Translated from Bertrand Raymond's column
in the March 22, 2008 Le Journal
One year ago, Guy Carboneau's lack of experience behind the bench was plainly visible.
Even though he'd been an assistant to the general manager in Dallas, and an assistant coach in Montreal on two occasions, the final decisions now belonged to him. On certain nights, everything seemed to happen so fast for a coach whose main assistant, Kirk Muller, was as green a rookie as he.
Less than a year later, with his team enjoying a remarkable season, Carbonneau is considered a coach of the year candidate.
So, how did that happen?
Of course, several players - Alex Kovalev comes to mind - have had their say in the success, but Carbonneau isn't denying that one year's experience can make a big difference. He understands that today he is a better coach.
During an interesting interview, the former Canadiens captain admits that he has a better control over the day to day goings on regarding the team. Honestly, he admits that he is surprised by the Habs performance this season.
"Realistically, I never thought come mid March that we'd be ahead of the Ottawa Senators", Carbonneau claims. "Of course, it is obvious that the Senators have taken a step back, and it has opened doors for many teams."
He could also add that the Canadiens have avoided what has happened with Ottawa. If the Habs have not suffered anything longer than a three game losing streak, a good part of the credit must head Carbonneau's way.
"Should it be concluded that we have been very fortunate?", he asks. "I guess you could say that our team has been well prepared for games and that we have been lucky enough to avoid injuries. These are all factors that need to be taken into consideration."
To thread the needle more precisely, Carbonneau adds that certain decisions that were planned out well ahead of time have played a major role in the success of the Canadiens.
For example, the team has regularly profited from a scheduled day off per week. Practices that would run up to 75 minutes earlier in the year now cut off at about 40 minutes. Carbonneau has never swayed from using four lines and six defenseman all season. Lower tier players are on a regular rotation in and out of the lineup.
Obviously, the rotation of players doesn't include the impact variety. The point was to keep third and fourth lines, as well as sixth and seventh defenseman energized.
Carbonneau also notes that the team doesn't play a kamikazee style of hockey, which enables injuries to be avoided. Stressing a poised positional game has its benefits.
The coach has taken some criticism for giving days off after bad games, especially the Sundays, but has stubbornly stuck to his gins in doing so regardless.
"When I was playing, I found it beneficial to have that day off", he explains. "When Sunday is free, players can plan family activities, take off to the Laurentides, or do whatever. After losses, I'd head to the dressing room just furious, but I always found it was important to respect that routine."
That could be the prime explanation for Carbonneau's success in year two. Last season, things were passing fast and he was more emotional. This season, there is the sense that he is more in control.
Carbonneau explains that the major difference between this season and last, is that he can foresee the reactions that his decisions provoke.
"There is less of the unknown for me this time", he admits. "Last season, I was trying to learn from what others coaches had done.
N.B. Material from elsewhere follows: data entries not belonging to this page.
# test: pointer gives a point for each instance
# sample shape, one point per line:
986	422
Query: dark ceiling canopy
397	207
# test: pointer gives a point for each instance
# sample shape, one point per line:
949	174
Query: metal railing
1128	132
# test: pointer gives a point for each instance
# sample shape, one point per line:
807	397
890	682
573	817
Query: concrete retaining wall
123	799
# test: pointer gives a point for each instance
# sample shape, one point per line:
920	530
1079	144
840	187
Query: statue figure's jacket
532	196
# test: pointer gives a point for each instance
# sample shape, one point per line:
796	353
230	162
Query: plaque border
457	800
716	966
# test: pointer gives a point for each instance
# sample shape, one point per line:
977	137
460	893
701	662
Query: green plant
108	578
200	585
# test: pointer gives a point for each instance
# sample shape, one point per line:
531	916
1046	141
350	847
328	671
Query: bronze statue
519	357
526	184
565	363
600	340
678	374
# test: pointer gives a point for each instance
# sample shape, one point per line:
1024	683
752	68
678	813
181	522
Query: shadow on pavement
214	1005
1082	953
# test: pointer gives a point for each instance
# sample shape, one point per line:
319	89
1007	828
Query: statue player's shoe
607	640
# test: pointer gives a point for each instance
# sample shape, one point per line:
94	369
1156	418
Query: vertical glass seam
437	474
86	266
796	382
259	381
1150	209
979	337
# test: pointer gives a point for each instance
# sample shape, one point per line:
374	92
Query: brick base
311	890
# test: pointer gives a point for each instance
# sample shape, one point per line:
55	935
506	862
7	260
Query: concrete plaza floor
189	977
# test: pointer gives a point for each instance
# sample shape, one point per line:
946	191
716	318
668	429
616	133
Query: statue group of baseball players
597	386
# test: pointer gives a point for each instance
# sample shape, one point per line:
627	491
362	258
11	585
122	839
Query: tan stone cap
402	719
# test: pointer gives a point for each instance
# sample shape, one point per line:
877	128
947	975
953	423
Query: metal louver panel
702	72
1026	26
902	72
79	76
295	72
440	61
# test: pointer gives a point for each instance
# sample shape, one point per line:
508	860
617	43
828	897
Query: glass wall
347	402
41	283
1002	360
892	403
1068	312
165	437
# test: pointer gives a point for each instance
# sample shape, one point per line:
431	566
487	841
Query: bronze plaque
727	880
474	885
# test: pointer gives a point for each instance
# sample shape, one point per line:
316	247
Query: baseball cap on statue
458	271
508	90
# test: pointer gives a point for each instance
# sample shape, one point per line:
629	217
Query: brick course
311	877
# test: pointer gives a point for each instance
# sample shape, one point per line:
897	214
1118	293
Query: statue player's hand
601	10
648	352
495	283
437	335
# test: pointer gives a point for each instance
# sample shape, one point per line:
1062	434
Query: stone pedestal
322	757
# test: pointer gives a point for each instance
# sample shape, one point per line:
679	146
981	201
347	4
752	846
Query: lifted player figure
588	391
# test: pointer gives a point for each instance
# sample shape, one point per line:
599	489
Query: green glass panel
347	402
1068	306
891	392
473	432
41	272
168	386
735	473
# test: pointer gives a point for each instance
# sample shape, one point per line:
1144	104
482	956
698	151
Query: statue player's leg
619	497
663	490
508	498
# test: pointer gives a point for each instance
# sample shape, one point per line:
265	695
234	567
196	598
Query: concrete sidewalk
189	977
I'd note things afterwards. I was making decisions without knowing what to expect. This year, I know what to expect."
Without having to mention it, the 48 year old coach brings up last year's situation with defenseman Craig Rivet. He classifies that learning experience as something that contributes to what has made him a better equiped coach today should the situation arise again.
"I still believe I did the right thing", he says, "but this year, would I have acted differently?
Probably. I would have taken time to explain to him why I was doing it. Rivet was surprised to find himself out of the lineup. Every player is when it happens to them."
"We didn't do this on a whim. It was the right decision, but it was an unexpected reaction to it. All told, we should have been more in control of the situation."
Carbonneau admits that behind the bench he is reacting to circumstances better than before. For example, last season, when down by two goals, he'd shorten the bench in favor of those who were rolling, as opposed to continuing to roll four lines as he does now.
When asked what have been this seasons biggest surprises for him, Carbonneau glances at a wall chart that contains the Habs current lineup.
"After all that went down last season, Alex Kovalev has to top the list. Roman Hamrlik's contribution is of note. Throw in the names of Bouillon, Gorges, and Streit, in addition to all the young players."
In Carbonneau's esteem, how many players would the Canadiens be away from a Stanley Cup?
It's a hard question for him to answer. The coach believes that with the current roster at his disposal, that the Canadiens have it in them to cause some heads to turn.
"I think that if we would have been able to add Marian Hossa, it would have helped a great deal", he adds in all honesty. "We are a young team. We'll see how the players do come playoff time. We are on the verge of getting some very important answers."